In the same press release, NAACP National Chairman Julian Bond said, “This is an issue of equal rights, and we are pleased to join those insisting on a woman’s right to control her own body.” The release also quotes W.E.B. DuBois, one of NAACP’s founders, as saying 80 years ago, “Every woman must have the right of procreation at her own discretion.”
Nakas said that in a June 16 meeting with CUA officials, Mfume tried to deflect this criticism by remarking to CUA President Father David O’Connell that, “the pro-choice position had been adopted by the NAACP’s board of directors, not its full membership,” according to the CUA press release. Mfume was not immediately available for comment. NAACP refused to offer comment as to the contents of the document.
CUA student life officials also expressed concern over NAACP’s advocacy and support for an April 25 pro-abortion march in Washington, D.C.
Nakas denied that there was any racial discrimination in the university’s decision, and pointed out that there are no college sanctioned pro-choice groups at the school.
“We are completely faithful to the teaching and values of the Catholic Church and the Catholic Church takes a pro-life position,” said Nakas. “We strive to be authentically Catholic in all we do. That is our mission.”
He noted that every on-campus organization must sign a pledge to uphold Catholic teachings. Even the CUA College Democrats must sign pledge not to “engage in activities or promote positions that are contrary to the mission of the Catholic Church,” in light of the Democratic Party’s advocacy for abortion rights.

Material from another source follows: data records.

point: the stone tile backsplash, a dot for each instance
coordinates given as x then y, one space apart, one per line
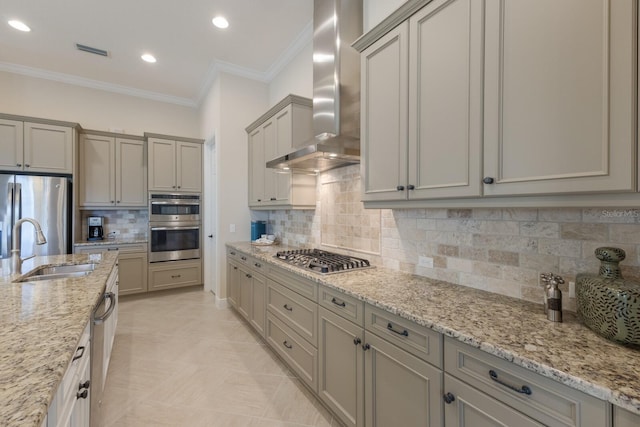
129 224
498 250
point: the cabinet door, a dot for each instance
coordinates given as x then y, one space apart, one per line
341 367
256 167
48 148
130 173
11 145
162 162
189 166
389 369
469 407
258 303
244 293
559 96
97 167
384 117
269 141
445 100
233 277
132 268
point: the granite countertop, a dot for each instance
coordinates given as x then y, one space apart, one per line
110 242
512 329
41 323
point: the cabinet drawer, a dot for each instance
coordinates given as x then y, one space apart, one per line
549 402
168 275
297 312
295 282
301 356
342 304
417 340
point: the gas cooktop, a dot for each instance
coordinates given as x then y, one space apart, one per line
323 262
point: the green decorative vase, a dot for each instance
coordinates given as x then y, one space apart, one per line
609 304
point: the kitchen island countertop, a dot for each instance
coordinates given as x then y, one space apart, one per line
512 329
41 323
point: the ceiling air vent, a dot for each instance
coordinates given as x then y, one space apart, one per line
93 50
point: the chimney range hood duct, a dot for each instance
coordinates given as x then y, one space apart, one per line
336 90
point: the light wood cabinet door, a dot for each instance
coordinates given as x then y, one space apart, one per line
388 370
11 143
256 167
233 293
97 168
468 407
445 100
162 165
130 172
384 116
48 148
559 96
132 271
341 367
189 166
258 315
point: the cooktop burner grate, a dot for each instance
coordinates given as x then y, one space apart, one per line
323 262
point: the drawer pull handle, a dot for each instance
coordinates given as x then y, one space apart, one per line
78 356
524 389
340 303
404 333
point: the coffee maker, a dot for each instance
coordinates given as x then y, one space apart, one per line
96 231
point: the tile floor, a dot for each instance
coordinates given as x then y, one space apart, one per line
180 361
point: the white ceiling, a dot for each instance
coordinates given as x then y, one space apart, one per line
263 35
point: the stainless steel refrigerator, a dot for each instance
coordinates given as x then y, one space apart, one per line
44 198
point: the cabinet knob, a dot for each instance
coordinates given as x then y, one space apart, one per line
448 398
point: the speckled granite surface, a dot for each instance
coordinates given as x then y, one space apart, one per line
111 242
512 329
40 325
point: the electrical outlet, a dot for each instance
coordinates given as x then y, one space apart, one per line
572 289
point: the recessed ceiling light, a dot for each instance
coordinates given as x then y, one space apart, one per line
147 57
19 25
220 22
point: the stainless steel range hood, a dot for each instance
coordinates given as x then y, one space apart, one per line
336 90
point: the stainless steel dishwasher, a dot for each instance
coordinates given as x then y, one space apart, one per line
102 312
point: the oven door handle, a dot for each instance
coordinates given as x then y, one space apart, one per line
174 228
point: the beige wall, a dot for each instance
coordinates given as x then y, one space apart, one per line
94 109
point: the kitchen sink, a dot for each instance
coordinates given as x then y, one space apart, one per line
58 272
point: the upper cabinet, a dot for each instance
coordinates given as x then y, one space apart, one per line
36 147
465 99
274 134
113 170
175 164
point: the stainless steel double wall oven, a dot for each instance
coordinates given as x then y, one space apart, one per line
174 227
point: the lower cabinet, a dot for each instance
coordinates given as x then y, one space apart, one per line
481 389
174 274
71 404
132 263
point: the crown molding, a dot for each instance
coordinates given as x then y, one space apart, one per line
95 84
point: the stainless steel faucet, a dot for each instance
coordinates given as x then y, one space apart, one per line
16 260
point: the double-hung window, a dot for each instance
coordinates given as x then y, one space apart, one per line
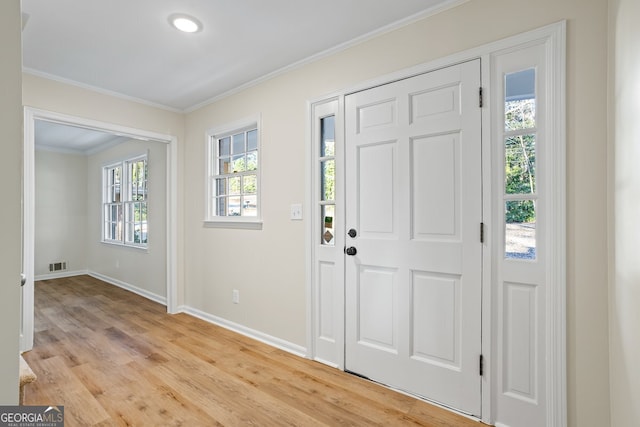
233 182
125 201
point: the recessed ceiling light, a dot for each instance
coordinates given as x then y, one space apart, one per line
185 23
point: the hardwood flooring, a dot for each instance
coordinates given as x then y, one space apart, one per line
113 358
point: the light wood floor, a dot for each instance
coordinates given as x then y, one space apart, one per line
114 358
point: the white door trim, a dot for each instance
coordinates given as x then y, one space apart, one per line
30 116
554 38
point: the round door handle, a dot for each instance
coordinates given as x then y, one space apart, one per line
351 251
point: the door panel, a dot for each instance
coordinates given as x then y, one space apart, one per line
413 174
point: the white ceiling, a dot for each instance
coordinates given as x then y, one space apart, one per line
127 47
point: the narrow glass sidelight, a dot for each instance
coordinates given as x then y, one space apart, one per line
327 170
520 230
520 190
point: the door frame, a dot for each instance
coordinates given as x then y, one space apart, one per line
30 117
554 38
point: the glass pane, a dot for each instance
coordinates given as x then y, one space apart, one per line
327 136
252 140
328 180
221 187
252 161
238 143
520 100
115 196
224 147
238 163
234 185
250 206
221 206
520 164
520 230
234 206
249 184
328 232
223 165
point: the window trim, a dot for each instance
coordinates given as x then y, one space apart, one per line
124 164
212 135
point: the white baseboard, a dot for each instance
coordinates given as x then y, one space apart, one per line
129 287
248 332
60 275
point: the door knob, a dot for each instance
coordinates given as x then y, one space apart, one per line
351 251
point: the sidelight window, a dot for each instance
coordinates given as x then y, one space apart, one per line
520 130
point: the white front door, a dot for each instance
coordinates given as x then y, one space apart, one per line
414 202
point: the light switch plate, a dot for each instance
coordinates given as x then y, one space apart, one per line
296 211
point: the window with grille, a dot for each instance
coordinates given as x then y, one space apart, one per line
125 202
234 181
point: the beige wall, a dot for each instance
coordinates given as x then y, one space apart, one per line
141 268
10 214
273 289
624 295
61 211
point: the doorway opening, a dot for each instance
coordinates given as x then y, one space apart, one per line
79 155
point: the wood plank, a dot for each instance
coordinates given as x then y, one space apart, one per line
114 358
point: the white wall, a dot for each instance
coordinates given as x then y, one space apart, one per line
273 288
10 176
142 268
624 294
61 211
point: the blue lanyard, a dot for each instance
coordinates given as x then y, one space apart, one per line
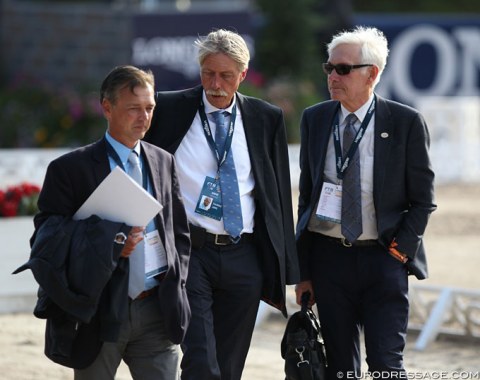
342 164
208 134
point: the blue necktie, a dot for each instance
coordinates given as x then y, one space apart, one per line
232 211
136 280
352 192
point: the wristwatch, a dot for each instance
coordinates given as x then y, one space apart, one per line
120 238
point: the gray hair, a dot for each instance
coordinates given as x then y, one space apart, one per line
225 42
372 42
124 76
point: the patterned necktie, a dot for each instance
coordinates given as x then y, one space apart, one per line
232 211
352 192
136 280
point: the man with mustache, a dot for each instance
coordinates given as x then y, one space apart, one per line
243 246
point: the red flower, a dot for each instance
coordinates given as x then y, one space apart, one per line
19 200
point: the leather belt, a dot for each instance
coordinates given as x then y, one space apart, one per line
146 293
345 243
226 239
200 237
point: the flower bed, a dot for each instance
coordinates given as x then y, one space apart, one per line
19 200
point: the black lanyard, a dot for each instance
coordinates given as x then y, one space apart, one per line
342 163
114 155
208 134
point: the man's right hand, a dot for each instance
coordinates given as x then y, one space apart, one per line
303 287
134 237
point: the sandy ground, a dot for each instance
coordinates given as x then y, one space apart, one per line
452 246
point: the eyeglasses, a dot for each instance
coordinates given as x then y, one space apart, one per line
341 68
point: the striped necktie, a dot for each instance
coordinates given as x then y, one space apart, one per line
352 192
232 211
136 279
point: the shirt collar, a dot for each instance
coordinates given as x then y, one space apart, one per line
209 108
122 150
360 113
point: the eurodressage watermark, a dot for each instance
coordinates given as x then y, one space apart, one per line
418 375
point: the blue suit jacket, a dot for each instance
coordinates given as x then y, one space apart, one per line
69 181
267 146
402 184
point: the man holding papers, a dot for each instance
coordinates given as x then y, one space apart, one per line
141 313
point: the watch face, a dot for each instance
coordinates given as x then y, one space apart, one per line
120 238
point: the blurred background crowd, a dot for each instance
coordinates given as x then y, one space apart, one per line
53 54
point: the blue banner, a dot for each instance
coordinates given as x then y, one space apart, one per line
164 43
429 55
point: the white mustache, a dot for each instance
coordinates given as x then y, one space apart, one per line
216 93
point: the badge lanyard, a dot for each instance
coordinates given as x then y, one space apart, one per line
208 135
342 164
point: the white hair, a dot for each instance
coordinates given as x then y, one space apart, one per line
372 42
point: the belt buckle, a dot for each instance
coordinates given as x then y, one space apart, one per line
217 242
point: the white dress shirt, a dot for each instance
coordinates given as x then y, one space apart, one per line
366 151
195 161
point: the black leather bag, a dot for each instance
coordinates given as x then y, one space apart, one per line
302 346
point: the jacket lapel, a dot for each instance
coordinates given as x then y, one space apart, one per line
382 145
101 167
320 131
252 125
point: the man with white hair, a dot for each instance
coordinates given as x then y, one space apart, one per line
243 245
366 193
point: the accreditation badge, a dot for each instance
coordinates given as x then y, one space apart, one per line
155 255
209 203
330 203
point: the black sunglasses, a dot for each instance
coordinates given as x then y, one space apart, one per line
341 68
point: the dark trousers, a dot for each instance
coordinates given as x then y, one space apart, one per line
355 288
224 287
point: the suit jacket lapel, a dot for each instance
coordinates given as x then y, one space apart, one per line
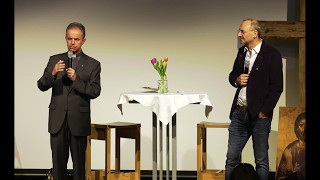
81 66
259 57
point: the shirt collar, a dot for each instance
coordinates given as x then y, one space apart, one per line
79 54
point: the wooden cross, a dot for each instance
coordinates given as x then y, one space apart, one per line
291 30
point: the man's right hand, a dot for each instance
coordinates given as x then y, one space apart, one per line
60 66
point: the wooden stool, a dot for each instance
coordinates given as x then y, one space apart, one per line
103 132
205 173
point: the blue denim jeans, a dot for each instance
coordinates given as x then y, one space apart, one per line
240 130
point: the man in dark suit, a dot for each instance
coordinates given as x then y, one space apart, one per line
69 109
257 94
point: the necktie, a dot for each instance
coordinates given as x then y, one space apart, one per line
75 62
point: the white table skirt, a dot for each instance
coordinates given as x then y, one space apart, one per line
165 105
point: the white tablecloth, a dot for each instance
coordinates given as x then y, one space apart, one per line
165 105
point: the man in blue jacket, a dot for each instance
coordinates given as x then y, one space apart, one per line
258 92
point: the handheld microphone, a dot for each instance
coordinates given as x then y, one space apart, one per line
246 66
70 56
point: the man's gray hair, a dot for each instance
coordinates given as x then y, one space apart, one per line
255 25
78 25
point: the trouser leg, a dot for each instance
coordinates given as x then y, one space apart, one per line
60 153
260 136
78 145
238 137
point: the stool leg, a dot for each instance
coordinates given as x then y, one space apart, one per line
137 163
117 152
108 148
154 146
199 153
88 159
204 148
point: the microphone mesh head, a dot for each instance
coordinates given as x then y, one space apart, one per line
246 63
70 53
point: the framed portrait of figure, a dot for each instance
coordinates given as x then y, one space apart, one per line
291 144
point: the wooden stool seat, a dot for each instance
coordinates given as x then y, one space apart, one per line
204 173
103 132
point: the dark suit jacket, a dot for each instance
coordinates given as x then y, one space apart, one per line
71 98
265 83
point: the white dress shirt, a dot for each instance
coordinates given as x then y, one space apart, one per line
242 98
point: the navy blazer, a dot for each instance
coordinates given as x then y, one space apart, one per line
71 97
265 83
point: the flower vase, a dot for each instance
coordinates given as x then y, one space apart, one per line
162 86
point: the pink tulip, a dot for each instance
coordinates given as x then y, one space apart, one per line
154 60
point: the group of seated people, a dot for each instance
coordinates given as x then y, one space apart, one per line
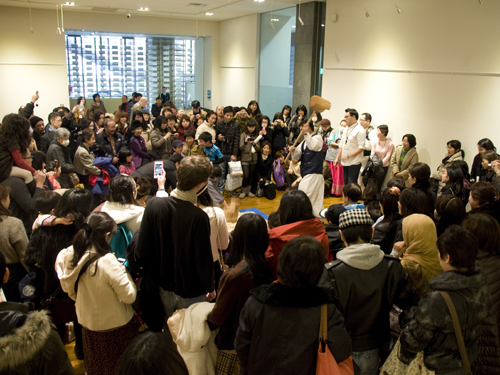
155 280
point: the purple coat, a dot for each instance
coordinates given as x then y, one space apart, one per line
138 149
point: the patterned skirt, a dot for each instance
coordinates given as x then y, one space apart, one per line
227 363
102 350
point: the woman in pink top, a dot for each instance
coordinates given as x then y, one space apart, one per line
382 147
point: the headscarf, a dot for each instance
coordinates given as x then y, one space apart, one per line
420 236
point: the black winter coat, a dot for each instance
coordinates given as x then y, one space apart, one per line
488 361
231 132
428 327
279 327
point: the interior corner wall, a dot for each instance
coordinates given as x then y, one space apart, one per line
37 61
433 70
238 60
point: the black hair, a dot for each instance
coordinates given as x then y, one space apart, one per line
487 144
353 113
301 262
47 201
413 201
411 140
53 165
93 235
455 180
76 202
123 154
450 210
216 172
3 268
357 232
301 107
151 353
159 121
250 240
384 129
15 129
121 190
38 159
206 137
352 191
486 230
295 206
460 245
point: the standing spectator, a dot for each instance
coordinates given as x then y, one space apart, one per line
97 104
174 241
404 156
351 147
103 291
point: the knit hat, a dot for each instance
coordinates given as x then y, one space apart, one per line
34 120
332 213
354 217
177 143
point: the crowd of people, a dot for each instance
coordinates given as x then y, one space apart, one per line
142 269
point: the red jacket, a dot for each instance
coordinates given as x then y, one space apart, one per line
279 237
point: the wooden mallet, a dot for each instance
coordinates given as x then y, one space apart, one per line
318 104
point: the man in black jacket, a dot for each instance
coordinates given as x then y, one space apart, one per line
364 284
228 140
174 241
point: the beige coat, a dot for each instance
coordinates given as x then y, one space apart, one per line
410 158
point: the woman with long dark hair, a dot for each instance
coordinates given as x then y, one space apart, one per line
296 218
248 270
103 292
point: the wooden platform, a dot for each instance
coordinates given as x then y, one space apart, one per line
262 204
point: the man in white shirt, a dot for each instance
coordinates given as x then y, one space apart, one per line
351 146
310 152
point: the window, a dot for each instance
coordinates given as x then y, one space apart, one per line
114 65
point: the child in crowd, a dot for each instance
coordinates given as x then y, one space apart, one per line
127 166
15 137
351 194
191 147
293 176
184 127
429 327
53 172
212 151
331 216
178 147
278 169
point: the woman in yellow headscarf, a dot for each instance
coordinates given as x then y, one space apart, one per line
420 256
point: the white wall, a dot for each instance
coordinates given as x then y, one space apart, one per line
402 68
238 60
30 62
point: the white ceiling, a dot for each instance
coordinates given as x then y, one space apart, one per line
221 9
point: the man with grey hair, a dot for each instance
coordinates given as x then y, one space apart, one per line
110 142
59 151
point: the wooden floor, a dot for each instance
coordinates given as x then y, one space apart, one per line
265 205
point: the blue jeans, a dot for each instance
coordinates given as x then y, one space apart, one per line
173 302
351 173
368 361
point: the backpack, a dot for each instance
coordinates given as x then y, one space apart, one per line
120 240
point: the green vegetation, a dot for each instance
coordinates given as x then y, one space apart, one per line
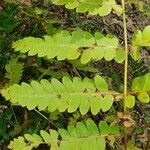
74 74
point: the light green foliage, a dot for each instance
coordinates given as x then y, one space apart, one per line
83 94
94 7
85 136
142 86
130 101
140 39
66 45
14 71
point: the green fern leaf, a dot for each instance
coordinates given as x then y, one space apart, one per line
94 7
66 95
66 45
81 136
14 71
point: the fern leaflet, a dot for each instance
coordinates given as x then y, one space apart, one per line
66 45
14 71
85 136
83 94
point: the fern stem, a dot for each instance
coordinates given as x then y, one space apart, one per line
125 67
126 52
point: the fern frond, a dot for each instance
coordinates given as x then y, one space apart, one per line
14 71
83 94
66 45
94 7
85 136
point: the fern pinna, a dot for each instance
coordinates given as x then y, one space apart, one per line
83 94
67 45
82 136
76 94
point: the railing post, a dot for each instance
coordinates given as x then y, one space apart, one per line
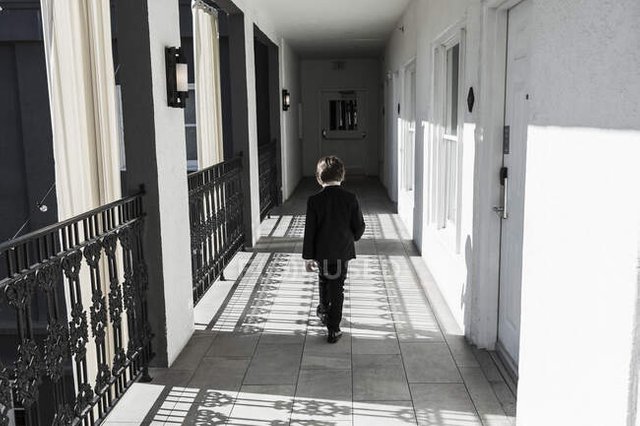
155 152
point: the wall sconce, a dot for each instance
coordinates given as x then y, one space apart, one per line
177 77
286 100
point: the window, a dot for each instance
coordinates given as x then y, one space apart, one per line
450 140
342 115
445 147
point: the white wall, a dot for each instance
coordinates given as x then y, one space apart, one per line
400 50
172 183
424 22
580 339
580 269
318 75
291 143
254 15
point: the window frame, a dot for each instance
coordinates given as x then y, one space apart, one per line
445 155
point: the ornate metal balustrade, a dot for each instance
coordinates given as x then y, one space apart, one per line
215 210
73 317
268 171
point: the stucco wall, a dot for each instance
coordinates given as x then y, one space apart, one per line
357 74
424 22
580 276
291 143
580 345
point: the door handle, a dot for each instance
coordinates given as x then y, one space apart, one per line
504 180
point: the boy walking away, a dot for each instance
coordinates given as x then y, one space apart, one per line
334 221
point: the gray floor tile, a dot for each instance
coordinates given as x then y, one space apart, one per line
462 353
379 378
443 404
274 364
382 345
383 413
220 373
170 376
483 397
429 363
337 361
233 345
270 363
327 384
263 404
193 352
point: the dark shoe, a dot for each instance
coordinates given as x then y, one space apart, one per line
334 336
321 313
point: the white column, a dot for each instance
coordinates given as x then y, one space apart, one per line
206 53
77 40
156 158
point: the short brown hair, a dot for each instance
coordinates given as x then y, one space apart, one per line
330 169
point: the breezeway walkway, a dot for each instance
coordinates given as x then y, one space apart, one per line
260 355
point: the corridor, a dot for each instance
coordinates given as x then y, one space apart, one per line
262 357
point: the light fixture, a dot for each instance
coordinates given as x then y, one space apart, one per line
177 77
286 100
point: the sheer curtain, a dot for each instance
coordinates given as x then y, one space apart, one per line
77 39
207 81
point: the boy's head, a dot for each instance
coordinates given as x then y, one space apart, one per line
329 169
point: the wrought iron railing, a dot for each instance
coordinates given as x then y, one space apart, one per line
215 210
73 317
268 172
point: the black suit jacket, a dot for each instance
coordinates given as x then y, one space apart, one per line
334 221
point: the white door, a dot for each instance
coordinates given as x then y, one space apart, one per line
344 129
514 161
406 148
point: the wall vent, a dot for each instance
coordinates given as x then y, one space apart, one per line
337 65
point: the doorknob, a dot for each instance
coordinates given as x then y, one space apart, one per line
504 180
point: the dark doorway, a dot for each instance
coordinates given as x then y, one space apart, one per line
268 121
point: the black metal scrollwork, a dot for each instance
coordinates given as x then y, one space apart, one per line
5 395
215 210
65 262
56 350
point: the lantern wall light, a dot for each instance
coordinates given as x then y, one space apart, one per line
177 77
286 100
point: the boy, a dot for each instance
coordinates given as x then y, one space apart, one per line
334 221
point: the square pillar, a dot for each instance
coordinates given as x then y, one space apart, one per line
156 158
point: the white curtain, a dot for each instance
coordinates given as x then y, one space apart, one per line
207 81
77 38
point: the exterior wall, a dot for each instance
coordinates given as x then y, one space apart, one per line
400 50
582 208
171 165
424 22
291 143
582 211
253 15
317 75
26 163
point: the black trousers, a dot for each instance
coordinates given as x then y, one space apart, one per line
331 278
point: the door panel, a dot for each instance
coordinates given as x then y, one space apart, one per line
344 129
517 118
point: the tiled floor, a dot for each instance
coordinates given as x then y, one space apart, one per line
262 359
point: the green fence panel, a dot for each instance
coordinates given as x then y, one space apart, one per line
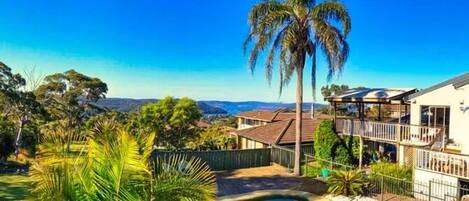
226 159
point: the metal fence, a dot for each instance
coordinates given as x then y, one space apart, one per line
383 187
227 159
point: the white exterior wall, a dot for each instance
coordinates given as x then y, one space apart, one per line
438 191
459 120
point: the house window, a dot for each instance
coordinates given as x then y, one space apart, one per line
436 116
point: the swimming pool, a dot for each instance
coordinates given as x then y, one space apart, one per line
279 198
272 195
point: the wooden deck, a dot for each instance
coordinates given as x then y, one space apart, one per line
389 132
264 178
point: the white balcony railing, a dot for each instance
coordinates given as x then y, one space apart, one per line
392 132
445 163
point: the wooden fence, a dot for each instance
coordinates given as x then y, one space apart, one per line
227 159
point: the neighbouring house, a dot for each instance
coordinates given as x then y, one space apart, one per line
203 124
435 142
262 117
446 106
263 128
280 133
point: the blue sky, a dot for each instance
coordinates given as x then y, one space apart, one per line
151 49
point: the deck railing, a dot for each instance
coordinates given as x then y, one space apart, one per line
445 163
392 132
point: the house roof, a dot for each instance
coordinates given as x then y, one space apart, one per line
280 132
457 82
270 116
372 95
203 124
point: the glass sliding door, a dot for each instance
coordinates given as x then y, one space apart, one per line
436 116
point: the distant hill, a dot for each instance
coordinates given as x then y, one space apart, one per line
129 105
237 107
207 107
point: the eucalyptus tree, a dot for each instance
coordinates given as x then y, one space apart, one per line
174 121
293 31
17 104
113 165
70 96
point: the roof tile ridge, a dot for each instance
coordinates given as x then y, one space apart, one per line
284 131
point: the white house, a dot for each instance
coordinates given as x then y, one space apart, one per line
444 105
435 142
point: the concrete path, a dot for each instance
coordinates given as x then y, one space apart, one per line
264 178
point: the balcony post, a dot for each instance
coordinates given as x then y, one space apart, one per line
398 137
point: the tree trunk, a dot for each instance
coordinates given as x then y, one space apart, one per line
313 81
18 137
299 120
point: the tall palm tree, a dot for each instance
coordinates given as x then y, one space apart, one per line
293 30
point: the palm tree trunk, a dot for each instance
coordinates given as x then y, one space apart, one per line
299 119
18 137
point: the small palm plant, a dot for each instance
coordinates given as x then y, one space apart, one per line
115 165
348 183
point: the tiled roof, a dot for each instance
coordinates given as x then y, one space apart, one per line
270 116
281 132
263 115
372 95
457 82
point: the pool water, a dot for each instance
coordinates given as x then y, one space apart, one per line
279 198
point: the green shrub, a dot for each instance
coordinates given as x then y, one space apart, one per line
393 178
330 146
393 170
312 169
347 183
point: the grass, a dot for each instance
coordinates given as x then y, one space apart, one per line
14 186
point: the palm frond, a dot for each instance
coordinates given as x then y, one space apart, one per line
331 10
180 178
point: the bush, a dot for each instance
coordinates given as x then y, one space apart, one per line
7 138
347 183
329 146
393 170
395 179
312 169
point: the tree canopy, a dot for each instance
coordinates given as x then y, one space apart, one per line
69 95
174 121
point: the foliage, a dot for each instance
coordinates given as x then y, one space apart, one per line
393 170
14 186
7 138
19 106
329 146
179 178
69 96
334 89
292 31
348 183
173 120
115 116
113 165
312 169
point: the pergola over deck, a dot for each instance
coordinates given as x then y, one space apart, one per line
395 133
378 96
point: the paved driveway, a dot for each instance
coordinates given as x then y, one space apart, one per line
264 178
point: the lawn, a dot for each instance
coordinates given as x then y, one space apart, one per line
14 186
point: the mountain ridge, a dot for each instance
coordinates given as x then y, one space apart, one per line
208 107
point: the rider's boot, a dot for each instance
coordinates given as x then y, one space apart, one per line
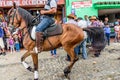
39 41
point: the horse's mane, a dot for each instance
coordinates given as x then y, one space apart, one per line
26 16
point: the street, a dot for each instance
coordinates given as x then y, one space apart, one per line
105 67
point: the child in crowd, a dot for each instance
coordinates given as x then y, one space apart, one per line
11 43
107 31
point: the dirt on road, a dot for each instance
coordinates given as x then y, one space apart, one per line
105 67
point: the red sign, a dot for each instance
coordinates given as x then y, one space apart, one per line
79 4
25 2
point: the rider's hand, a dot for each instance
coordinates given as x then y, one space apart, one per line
42 12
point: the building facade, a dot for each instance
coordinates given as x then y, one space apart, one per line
101 8
32 5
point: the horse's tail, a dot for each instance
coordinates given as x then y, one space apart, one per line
97 37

Nakas also pointed out that of the 5,740 students at CUA, only 386 are black, leading the college to add that Jawando’s request to establish a NAACP chapter would be “redundant.” Two other groups on campus–Minority Voices and the Black Organization of Students at CUA–serve largely the same purpose, Nakas argued.
Although CUA has said no for now, Father O’Connell said he may “reevaluate the decision in the fall,” stressing his “obligation to hear the students out.”
Mfume reportedly agreed to allow a CUA chapter to exist without requiring adherence to any tenet of the NAACP constitution that may conflict with Catholic doctrine. But Mfume has demanded that CUA immediately reverse its decision or else he would challenge the school “in the court of law and the court of public opinion,” according to a CUA news release from the Wednesday meeting.